As a small editing note, my wife's name was in the article, which I have redacted here because it is a unique name and she likes her privacy. Other than that, this is an exact transcription:
Navy electronics technician employs aggressive approach in job search
By Madilee C. Wick
Positive aggressiveness: That’s how Mark Havener describes the tactic he used in his search for employment.
A Navy electronics technician first, Havener separated in December after 13 years in service. His strategy worked: Three weeks before his discharge, he took terminal leave and was on the job repairing computers for a Memphis, Tenn., computer store.
Havener timed his departure from the Navy to coincide with a stateside school assignment so he could make contacts in the private sector before making the jump from military to civilian life.
He had transferred to Naval Air Station Memphis from an overseas assignment – Naval Computer and Telecommunications Area Master Station Western Pacific, Guam – where he was assistant to the base security officer for computers.
Part of his job on Guam was to repair computers on site, exactly what he wanted to do once he got out. He was also responsible for computer security, making sure the machines were properly approved to handle classified information and keeping tabs on software that had been added.
At 31, Havener says, he thought that if he waited five more years to leave the service, he might not be as marketable.
“By that time, I would be more management-oriented, as opposed to technical,” he says, “and I didn’t want that.”
He has been taking things apart and fixing them since he was a kid, and he wanted to continue to do so. In fact, he says, “Everything I know about computers has been self-taught.”
He considers himself “a rare case” because he has been to few schools but has the ability to learn how to troubleshoot. He bought his first computer in 1983, and now has four that he uses regularly.
Havener, a native of Ohio, and his wife, wanted to stay in Memphis; they liked the climate, the people and the standard of living.
“The cost of living is pretty close to the national average, and the people here are really friendly,” he says, noting that he and his wife strike up conversations with total strangers and have made friends quickly.
So he applied for the Special Separation Benefit in September and got approval in October for his December discharge. He also began his job search in September, a brief time to look for a job, but it turned out to be ample.
“I approached Memphis like Godzilla did Tokyo,” he says. In a simple strategy he calls “wide-area aggression,” he used the yellow pages of his telephone directory to locate 30 companies that did service work on computers. With his resume in hand, he set out to do a sweep of Memphis computer stores.
“I knew I had the qualifications and skills, and I was prepared to hit every computer store in Memphis for as many times as necessary,” he says. The first two stores on his list were closed the day he began; the third store hired him.
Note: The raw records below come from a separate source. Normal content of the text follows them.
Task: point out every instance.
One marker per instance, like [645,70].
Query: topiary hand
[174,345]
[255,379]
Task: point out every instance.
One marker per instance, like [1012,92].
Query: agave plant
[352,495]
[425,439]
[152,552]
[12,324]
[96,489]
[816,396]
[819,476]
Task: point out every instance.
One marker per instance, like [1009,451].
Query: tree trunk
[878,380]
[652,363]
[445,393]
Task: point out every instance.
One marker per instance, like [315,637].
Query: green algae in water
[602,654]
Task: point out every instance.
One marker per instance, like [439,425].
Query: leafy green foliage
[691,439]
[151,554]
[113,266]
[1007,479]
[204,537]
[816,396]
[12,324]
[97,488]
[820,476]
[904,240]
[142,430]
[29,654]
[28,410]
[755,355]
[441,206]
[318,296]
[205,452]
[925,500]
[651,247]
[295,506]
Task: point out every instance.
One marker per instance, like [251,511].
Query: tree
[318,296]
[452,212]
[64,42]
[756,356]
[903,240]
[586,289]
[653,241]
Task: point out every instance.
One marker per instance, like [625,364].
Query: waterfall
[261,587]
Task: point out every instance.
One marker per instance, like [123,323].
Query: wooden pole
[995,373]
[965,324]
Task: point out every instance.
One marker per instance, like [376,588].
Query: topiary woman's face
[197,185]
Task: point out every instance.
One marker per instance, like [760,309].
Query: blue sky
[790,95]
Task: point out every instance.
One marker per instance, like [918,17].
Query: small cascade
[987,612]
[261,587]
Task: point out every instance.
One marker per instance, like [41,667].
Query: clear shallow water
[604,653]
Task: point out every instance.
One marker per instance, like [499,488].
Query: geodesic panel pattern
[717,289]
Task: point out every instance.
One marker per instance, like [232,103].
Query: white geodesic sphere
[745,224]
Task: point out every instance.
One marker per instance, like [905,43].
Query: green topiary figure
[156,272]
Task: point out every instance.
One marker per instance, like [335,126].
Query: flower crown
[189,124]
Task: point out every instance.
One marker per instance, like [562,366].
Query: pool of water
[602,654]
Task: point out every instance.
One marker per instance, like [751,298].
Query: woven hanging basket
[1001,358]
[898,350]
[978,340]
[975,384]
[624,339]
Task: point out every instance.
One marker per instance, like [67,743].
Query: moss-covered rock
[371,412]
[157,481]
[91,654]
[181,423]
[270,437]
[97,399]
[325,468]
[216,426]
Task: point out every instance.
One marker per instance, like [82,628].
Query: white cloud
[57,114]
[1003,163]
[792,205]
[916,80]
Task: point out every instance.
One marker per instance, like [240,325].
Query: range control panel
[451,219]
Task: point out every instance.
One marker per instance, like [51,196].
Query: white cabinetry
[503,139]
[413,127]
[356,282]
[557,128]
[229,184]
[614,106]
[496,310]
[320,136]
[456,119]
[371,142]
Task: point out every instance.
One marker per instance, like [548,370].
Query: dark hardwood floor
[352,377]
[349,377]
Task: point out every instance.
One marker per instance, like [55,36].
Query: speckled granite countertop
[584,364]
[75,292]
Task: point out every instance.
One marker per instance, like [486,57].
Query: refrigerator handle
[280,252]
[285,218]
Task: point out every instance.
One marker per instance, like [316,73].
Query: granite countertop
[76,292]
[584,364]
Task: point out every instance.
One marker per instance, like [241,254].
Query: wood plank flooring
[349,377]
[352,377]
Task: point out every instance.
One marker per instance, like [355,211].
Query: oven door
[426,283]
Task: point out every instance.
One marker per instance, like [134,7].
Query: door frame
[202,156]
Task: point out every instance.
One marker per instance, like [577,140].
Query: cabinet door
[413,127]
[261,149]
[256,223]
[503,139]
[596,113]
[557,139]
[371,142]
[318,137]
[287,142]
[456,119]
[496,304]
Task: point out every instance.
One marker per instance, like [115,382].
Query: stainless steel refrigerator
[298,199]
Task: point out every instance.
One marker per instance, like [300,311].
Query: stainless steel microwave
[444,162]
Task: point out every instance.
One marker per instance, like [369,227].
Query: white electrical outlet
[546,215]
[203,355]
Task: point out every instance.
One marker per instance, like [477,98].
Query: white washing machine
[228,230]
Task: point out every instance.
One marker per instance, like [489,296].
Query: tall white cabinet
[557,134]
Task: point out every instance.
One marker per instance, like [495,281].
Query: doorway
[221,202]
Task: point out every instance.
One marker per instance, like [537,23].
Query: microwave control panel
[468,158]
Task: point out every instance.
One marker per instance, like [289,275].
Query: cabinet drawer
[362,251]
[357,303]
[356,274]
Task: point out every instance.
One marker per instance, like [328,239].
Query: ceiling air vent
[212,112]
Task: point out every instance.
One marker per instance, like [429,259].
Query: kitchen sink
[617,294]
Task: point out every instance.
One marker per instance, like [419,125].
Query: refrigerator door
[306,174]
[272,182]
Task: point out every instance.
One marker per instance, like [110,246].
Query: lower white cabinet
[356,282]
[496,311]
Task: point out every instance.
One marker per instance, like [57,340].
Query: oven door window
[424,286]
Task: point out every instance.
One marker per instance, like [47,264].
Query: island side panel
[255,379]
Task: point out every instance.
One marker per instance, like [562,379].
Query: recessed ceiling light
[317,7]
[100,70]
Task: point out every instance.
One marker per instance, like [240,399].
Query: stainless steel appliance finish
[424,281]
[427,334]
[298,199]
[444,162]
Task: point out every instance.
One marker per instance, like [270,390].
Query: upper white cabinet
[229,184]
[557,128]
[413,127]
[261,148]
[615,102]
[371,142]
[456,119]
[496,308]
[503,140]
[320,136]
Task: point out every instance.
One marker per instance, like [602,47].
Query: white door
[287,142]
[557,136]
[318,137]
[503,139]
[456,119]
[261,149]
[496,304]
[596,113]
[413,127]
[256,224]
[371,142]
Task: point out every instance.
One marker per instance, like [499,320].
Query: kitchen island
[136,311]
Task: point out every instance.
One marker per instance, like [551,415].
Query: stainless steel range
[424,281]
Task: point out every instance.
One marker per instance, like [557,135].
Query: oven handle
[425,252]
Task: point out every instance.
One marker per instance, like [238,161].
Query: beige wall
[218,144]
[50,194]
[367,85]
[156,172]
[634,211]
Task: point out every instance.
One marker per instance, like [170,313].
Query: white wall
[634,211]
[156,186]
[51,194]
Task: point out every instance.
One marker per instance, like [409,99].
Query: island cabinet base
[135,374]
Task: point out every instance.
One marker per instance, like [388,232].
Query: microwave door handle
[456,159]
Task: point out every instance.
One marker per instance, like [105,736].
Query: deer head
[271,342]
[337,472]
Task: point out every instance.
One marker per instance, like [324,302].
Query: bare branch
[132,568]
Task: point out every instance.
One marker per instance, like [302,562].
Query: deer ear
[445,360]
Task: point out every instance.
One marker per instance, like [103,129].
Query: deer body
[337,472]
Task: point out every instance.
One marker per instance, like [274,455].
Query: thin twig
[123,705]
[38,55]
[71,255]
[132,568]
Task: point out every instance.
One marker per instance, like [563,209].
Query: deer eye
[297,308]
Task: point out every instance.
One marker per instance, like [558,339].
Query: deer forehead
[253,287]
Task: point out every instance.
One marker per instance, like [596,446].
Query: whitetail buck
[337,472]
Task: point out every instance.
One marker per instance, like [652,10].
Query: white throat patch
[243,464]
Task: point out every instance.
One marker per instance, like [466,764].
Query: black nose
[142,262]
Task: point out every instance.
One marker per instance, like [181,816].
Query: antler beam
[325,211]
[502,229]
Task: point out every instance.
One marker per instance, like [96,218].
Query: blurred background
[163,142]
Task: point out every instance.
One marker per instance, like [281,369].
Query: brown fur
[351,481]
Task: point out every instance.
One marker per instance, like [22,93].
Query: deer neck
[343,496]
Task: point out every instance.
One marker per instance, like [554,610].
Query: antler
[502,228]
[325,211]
The patience he learned in the military came into play that day. The manager of the store was out, and the owner met him, read his resume and had him wait for the manager for an hour and a half.
“My thoughts were that I could be out hitting four or five other places while I was sitting there, but I’ve learned that in order to get a job you can’t complain, can’t moan.”
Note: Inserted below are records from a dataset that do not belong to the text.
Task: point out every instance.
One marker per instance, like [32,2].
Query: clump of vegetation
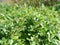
[23,25]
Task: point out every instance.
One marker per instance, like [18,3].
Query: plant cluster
[21,25]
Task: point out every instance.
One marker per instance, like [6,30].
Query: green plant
[29,26]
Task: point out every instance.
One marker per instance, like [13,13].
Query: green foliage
[21,25]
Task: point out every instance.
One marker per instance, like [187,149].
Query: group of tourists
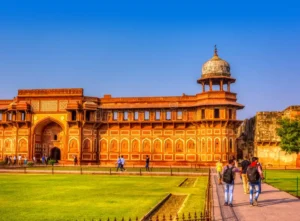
[13,160]
[251,175]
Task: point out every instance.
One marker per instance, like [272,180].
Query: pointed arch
[209,145]
[179,146]
[8,144]
[231,147]
[203,145]
[217,145]
[124,145]
[114,147]
[146,145]
[157,145]
[191,145]
[168,145]
[225,145]
[103,145]
[23,145]
[135,145]
[86,145]
[73,145]
[44,122]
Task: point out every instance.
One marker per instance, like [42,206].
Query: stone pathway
[273,204]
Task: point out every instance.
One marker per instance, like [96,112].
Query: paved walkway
[273,204]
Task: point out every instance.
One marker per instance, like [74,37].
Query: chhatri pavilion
[195,129]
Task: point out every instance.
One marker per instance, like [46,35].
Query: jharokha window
[216,113]
[125,115]
[168,115]
[203,114]
[136,115]
[230,113]
[73,115]
[179,115]
[115,115]
[147,115]
[157,115]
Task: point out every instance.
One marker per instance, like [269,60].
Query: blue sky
[152,48]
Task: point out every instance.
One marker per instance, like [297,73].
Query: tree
[289,132]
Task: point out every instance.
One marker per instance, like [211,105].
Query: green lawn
[113,169]
[285,180]
[79,197]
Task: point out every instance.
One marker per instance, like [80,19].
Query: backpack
[228,175]
[252,174]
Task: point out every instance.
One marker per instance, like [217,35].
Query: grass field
[285,180]
[79,197]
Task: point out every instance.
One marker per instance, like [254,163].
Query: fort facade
[175,130]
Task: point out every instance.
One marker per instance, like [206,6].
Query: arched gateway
[48,139]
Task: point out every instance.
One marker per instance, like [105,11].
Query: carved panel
[48,106]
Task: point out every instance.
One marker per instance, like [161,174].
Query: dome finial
[216,51]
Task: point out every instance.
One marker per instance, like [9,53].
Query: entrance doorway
[55,154]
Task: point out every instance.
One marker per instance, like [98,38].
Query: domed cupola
[215,67]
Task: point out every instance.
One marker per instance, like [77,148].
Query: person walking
[245,163]
[122,163]
[254,174]
[75,160]
[147,163]
[219,167]
[260,166]
[19,160]
[119,164]
[228,175]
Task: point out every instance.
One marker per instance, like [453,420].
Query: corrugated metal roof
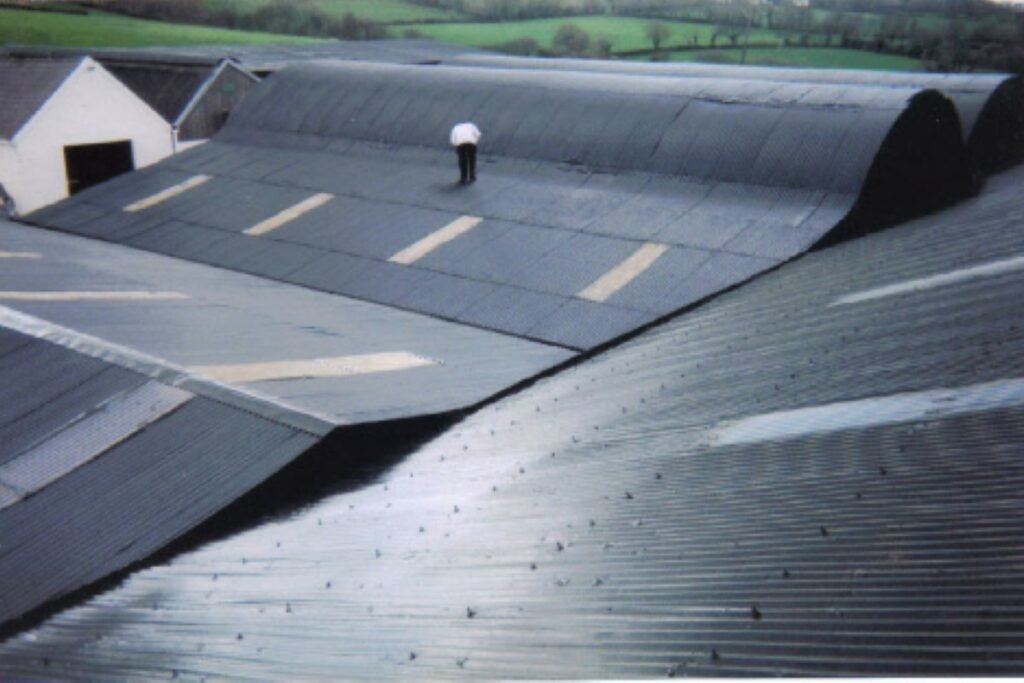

It paid off. When the manager appeared, Havener says, “He took one look at my resume and said, ‘You’re exactly what we’re looking for.’ I had the exact qualifications and experience they wanted, and I likes the company enough so that I stopped looking.”
As a support engineer, he fixes clients’ computers both on site and in the shop. The resume that so impressed his current employer was a piece of work Havener had perfected. He had first sought out a professional resume writer, but was unhappy with the results.
“When he finished my resume, it didn’t translate to the civilian side,” he says. “About the only thing I got was the format. I reworded a lot of it.”
Havener says his job is “very close to the ideal job I wanted. I actually wants to be in the service department, ultimately as a service manager.” For now, however, he is happy where he is. The service manager position is something he’ll aim for.